Reiss v Ulster County Agric. Socy.
2010 NY Slip Op 07915 [78 AD3d 679]
November 3, 2010
Appellate Division, Second Department
Published by New York State Law Reporting Bureau pursuant to Judiciary Law § 431.
As corrected through Wednesday, January 19, 2011


Susan Reiss et al., Appellants,
v
Ulster County Agricultural Society, Respondent.

[*1] Reilly & MulÉ, PLLC, Hauppauge, N.Y. (Joseph A. MulÉ of counsel), for appellants.

Havkins Rosenfeld Ritzert & Varriale, LLP, New York, N.Y. (Carla Varriale of counsel), for respondent.
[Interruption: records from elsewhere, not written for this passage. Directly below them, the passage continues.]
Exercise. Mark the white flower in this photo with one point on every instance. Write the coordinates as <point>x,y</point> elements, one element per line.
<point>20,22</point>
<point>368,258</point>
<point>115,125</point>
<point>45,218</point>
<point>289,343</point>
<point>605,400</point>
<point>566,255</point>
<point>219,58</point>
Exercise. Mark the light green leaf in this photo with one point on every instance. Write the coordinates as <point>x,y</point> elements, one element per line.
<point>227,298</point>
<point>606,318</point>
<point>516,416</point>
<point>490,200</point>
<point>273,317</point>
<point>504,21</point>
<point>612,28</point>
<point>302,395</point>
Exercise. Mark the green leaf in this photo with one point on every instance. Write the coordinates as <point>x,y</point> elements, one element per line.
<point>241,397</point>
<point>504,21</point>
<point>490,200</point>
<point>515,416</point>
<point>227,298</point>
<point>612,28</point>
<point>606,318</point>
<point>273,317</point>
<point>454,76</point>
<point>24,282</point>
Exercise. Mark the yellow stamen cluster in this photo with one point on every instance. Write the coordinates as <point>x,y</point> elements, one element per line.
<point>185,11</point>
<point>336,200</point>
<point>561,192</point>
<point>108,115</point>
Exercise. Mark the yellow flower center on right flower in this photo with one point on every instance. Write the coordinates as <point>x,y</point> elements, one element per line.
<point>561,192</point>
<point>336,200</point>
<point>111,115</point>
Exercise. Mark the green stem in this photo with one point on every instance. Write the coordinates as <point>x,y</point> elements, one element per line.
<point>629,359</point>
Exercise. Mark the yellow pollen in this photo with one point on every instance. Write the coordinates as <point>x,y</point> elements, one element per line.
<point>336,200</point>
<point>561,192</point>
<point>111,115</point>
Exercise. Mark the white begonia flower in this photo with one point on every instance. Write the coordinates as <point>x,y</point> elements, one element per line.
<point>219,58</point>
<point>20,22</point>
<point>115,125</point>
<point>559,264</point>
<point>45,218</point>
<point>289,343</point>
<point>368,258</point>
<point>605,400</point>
In an action to recover damages for personal injuries, etc., the plaintiffs appeal from a judgment of the Supreme Court, Suffolk County (Mayer, J.), entered May 6, 2009, which, upon an order of the same court dated February 9, 2009, granting the defendant's motion for summary judgment dismissing the complaint, is in favor of the defendant and against them, dismissing the complaint.

Ordered that the judgment is affirmed, with costs.

On August 3, 2003, at approximately 11:00 p.m., Susan Reiss (hereinafter the injured plaintiff) allegedly sustained injuries when she slipped and fell on the ground at a county fair that was operated by the defendant on land owned by Ulster County. The injured plaintiff operated concession stands at the county fair, and had been present for each of the six days of the fair. Rain had fallen for a few days prior to the date of the incident, had continued on the date of the incident, the last day of the fair, and was still falling at the time of the incident. The grassy ground of the fairground was muddy and wet. The previous day, the injured plaintiff had noticed muddy areas on the fairground, and the defendant had spread hay on some parts of the fairground, including the area where the injured plaintiff's concession stands were located, in an effort to soak up some of the moisture.

The defendant established, prima facie, that the wet area upon which the injured plaintiff allegedly slipped and fell was readily observable by a reasonable use of the injured plaintiff's senses, and that the condition of the area was not inherently dangerous (see Lawson v OneSource Facility Servs., Inc., 51 AD3d 983, 984 [2008]; Ramsey v Mt. Vernon Bd. of Educ., 32 AD3d 1007 [2006]; Cupo v Karfunkel, 1 AD3d 48, 52 [2003]). Further, the injured plaintiff acknowledged, in her deposition testimony, that she knew the fairground area was wet, was aware that the defendant had placed hay on areas of the fairground the day before, and that it had been raining before and during the accident (see Ramsey v Mt. Vernon Bd. of Educ., 32 AD3d 1007 [2006]). In opposition, the plaintiffs failed to raise a triable issue of fact. The plaintiffs' contention, set forth only in the injured plaintiff's affidavit, that the presence of the hay created the dangerous condition which allegedly caused the injured plaintiff to slip and fall, was speculative (see generally Ford v Domino's Pizza, LLC, 67 AD3d 633 [2009]; Wessels v Service Mdse., 187 AD2d 837 [1992]). [*2]Accordingly, the Supreme Court properly granted the defendant's motion for summary judgment dismissing the complaint.

In light of the foregoing determination, the parties' remaining contentions have been rendered academic. Skelos, J.P., Eng, Belen and Hall, JJ., concur.